Ó, Emmanuel! Ó, Rei dos Povos!, etc; antífonas que terminavam todas com a invocação
“veni”, ou seja, “vinde“.
Tais súplicas
ardentes, para que viesse logo o Salvador do mundo, a Santa Igreja as extraiu
das mais notáveis passagens da Sagrada Escritura, nas quais os Patriarcas e
Profetas manifestavam seus desejos de que nascesse o quanto antes o Redentor.
Se eles
manifestavam assim tais desejos, quanto mais não os manifestaria Nossa Senhora,
que sabia estar tão próximo o nascimento do Messias! E se eles diziam “Ó,
Senhor, vinde logo“, com quanta mais fé Nossa Senhora não diria o mesmo! Desse
pensamento piedoso nasceu a devoção a Nossa Senhora do Ó.
Uma
devoção que sobrevive à transformação da cidade de São Paulo
Na capital
paulista, a paróquia da Freguesia do Ó, e o bairro nascido em torno dela, devem
o seu nome a essa invocação. Já em 1618 havia sido construída uma capela com
tal nome numa aldeia de índios próxima a Piratininga pelo bandeirante Manuel
Preto. Mas com o aumento da população foi necessário edificar novo templo,
concluído em 1795. Essa nova igreja incendiou-se no final do século XIX, tendo
sido substituída pela atual, que data de 1901.
Se esse templo
falasse, poderia narrar as incríveis transformações que viu se realizarem a seu
redor… Em todo caso, é reconfortante ver ainda hoje a torre da igreja com seus
anjos tocando trombeta para celebrar a alegria da Virgem que vai dar à luz.
Devoção
antiga em três outros Estados brasileiros
Embora não haja
documentos que o comprovem, parece ter sido em Olinda que começou essa devoção
no Brasil. Isto porque existe uma imagem que consta ter sido levada lá por
ocasião da fundação da cidade. Talvez a tenha conduzido algum devoto português
de Évora ou Torres Novas, locais onde tal devoção é muito difundida. Em todo
caso, é certo que já em 1709 a imagem se encontrava no local.
No Rio de
Janeiro, existiu uma pequena capela dedicada a Nossa Senhora do Ó, na Várzea,
junto ao morro de São Januário e da praia, que foi construída após a
reconquista da cidade das mãos dos franceses calvinistas.
Na cidade de
Sabará, em Minas Gerais, a devoção foi levada àquela região pela família do
bandeirante Bartolomeu Bueno, a qual construiu no século XVIII uma igreja com a
mesma invocação.
Em vários
lugares do território brasileiro, portanto, a devoção tem origem muito antiga,
e, se em alguns locais a devoção infelizmente desapareceu, em outros se mantém
até o presente.
Também na
América hispânica a devoção se difundiu, o que não é de estranhar, uma vez que
foi um espanhol do século VII, Santo Ildefonso, bispo de Toledo, na Espanha,
quem pela primeira vez mandou festejar tal invocação.
E foi
especialmente no Peru que a devoção vingou, graças ao empenho dos padres jesuítas.
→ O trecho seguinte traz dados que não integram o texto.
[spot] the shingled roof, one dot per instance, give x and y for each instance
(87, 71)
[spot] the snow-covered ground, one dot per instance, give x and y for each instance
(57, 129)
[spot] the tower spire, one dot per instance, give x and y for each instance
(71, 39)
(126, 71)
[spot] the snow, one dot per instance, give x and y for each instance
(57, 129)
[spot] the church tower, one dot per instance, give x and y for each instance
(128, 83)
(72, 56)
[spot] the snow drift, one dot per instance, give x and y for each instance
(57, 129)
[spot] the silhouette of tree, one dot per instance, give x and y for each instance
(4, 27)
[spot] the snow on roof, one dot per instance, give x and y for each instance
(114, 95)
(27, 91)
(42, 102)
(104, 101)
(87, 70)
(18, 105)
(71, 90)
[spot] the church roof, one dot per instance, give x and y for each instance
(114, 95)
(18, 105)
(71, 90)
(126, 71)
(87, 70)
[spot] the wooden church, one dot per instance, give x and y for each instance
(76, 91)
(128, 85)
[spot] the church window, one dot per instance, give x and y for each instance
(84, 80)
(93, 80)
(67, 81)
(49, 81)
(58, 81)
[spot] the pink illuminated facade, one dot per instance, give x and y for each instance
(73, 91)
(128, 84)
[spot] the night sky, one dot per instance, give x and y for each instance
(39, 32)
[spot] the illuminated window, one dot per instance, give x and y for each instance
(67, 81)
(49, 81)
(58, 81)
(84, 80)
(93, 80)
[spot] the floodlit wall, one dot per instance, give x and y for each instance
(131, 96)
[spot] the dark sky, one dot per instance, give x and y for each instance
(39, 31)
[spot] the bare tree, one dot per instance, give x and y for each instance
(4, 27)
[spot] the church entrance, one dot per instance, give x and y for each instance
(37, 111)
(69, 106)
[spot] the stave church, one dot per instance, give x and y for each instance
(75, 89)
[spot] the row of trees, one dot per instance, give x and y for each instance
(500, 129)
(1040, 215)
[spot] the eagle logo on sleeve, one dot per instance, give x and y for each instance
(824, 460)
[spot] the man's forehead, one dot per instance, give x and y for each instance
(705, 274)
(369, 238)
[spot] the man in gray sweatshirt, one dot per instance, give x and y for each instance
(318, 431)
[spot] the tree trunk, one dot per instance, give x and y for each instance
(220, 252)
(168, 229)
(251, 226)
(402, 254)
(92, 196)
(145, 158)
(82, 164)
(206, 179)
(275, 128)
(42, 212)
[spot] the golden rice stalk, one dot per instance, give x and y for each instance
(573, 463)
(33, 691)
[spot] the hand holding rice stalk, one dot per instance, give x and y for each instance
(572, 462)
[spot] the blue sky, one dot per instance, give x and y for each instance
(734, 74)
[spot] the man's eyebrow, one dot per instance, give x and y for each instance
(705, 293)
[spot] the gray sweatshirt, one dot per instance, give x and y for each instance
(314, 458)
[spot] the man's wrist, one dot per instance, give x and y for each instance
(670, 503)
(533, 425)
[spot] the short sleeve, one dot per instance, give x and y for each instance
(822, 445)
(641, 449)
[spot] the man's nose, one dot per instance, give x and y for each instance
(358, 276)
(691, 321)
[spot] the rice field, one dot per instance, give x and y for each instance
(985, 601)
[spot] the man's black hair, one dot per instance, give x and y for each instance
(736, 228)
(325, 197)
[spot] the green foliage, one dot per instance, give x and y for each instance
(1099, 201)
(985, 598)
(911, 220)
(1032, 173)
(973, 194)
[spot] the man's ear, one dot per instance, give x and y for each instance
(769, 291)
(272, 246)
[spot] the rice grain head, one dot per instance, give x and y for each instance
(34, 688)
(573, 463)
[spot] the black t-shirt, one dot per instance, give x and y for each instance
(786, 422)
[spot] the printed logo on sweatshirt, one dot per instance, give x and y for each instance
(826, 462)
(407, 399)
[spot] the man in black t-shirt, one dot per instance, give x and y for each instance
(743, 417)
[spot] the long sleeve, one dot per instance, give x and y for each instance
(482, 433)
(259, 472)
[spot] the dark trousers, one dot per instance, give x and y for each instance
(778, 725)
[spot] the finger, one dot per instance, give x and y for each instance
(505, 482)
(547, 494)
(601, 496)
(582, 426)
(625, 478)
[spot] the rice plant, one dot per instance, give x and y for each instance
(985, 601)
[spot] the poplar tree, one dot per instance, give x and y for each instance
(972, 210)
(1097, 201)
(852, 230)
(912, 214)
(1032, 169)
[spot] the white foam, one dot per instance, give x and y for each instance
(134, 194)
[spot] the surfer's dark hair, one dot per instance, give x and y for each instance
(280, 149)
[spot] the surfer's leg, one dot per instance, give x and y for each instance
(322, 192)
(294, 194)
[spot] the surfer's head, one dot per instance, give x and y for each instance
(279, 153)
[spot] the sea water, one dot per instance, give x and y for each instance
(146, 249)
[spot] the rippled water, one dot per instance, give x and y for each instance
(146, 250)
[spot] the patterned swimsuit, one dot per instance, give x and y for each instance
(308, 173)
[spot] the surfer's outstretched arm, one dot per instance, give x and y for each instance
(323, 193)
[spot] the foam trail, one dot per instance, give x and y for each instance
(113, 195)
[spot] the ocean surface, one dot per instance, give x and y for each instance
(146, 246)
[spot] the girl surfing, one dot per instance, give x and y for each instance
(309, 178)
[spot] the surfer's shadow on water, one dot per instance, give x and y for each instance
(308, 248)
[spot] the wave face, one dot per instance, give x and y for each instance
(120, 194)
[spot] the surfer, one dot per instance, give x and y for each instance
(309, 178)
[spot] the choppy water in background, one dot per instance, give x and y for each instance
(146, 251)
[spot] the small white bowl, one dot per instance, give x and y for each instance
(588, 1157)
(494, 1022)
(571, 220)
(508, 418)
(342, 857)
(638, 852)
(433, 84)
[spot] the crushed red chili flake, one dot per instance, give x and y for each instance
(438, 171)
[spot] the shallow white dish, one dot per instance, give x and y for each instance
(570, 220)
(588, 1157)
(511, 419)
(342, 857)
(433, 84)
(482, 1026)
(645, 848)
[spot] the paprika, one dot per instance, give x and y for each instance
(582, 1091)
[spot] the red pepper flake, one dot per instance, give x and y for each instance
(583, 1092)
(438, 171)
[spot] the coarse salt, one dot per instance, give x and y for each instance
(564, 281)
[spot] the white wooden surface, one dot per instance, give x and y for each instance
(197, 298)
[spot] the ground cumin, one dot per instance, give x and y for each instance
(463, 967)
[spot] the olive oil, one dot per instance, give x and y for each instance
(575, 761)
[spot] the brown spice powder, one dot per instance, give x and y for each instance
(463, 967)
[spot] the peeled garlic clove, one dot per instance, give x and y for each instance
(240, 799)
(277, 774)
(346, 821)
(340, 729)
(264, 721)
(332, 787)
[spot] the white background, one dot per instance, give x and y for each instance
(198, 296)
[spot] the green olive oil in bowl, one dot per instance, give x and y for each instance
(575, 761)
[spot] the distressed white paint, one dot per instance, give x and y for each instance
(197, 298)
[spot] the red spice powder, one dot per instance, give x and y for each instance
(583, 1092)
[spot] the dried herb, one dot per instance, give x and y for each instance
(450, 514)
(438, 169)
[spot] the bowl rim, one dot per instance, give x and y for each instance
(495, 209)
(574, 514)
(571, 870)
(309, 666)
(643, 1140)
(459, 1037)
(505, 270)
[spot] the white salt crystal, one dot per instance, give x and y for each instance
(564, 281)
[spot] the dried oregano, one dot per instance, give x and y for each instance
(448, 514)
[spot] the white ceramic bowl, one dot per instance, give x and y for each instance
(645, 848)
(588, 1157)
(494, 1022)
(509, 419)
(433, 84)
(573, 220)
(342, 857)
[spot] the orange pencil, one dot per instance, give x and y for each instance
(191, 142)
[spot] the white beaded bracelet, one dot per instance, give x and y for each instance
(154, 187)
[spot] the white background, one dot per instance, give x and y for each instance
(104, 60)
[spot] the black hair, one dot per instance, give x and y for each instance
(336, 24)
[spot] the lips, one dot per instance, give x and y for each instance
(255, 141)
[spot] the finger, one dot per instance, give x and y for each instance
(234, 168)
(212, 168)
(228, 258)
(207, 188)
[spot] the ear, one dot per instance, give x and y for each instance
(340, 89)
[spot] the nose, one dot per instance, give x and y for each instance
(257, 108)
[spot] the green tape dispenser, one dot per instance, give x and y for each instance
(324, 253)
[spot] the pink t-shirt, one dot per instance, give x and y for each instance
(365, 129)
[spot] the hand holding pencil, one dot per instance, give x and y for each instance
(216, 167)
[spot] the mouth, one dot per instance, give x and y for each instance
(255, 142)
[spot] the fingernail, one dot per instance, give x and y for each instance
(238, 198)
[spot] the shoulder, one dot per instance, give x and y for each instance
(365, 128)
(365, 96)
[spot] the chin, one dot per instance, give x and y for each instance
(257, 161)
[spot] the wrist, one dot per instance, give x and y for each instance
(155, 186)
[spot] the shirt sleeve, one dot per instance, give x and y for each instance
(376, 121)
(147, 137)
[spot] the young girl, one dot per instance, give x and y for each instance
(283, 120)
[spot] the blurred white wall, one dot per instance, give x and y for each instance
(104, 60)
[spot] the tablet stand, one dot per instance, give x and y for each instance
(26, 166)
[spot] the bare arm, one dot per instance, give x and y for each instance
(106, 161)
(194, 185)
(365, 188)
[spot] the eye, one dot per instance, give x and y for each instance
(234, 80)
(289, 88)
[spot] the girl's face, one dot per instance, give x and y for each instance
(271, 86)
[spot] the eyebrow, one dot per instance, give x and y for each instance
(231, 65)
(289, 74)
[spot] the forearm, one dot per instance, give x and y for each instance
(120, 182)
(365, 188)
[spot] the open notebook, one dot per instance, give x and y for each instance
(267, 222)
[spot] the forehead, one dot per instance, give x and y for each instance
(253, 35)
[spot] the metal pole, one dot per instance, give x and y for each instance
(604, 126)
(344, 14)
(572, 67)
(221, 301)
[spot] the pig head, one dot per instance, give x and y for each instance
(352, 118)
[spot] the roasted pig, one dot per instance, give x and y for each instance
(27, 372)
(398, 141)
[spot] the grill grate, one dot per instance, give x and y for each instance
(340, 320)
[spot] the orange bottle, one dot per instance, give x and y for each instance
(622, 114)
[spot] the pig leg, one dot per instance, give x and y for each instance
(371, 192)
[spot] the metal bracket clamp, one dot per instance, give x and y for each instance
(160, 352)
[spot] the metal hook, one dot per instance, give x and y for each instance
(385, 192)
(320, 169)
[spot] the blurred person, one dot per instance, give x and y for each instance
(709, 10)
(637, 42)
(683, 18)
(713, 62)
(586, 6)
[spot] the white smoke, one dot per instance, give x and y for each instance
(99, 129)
Estes fundaram em Lima, na igreja de San Pedro y San Pablo, uma confraria que
começou com apenas 12 pessoas e poucos recursos, foi crescendo até contar
atualmente com centenas de associados e um capital considerável.
Infelizmente,
tanto no exterior quanto no Brasil a devoção foi decaindo, por motivos vários.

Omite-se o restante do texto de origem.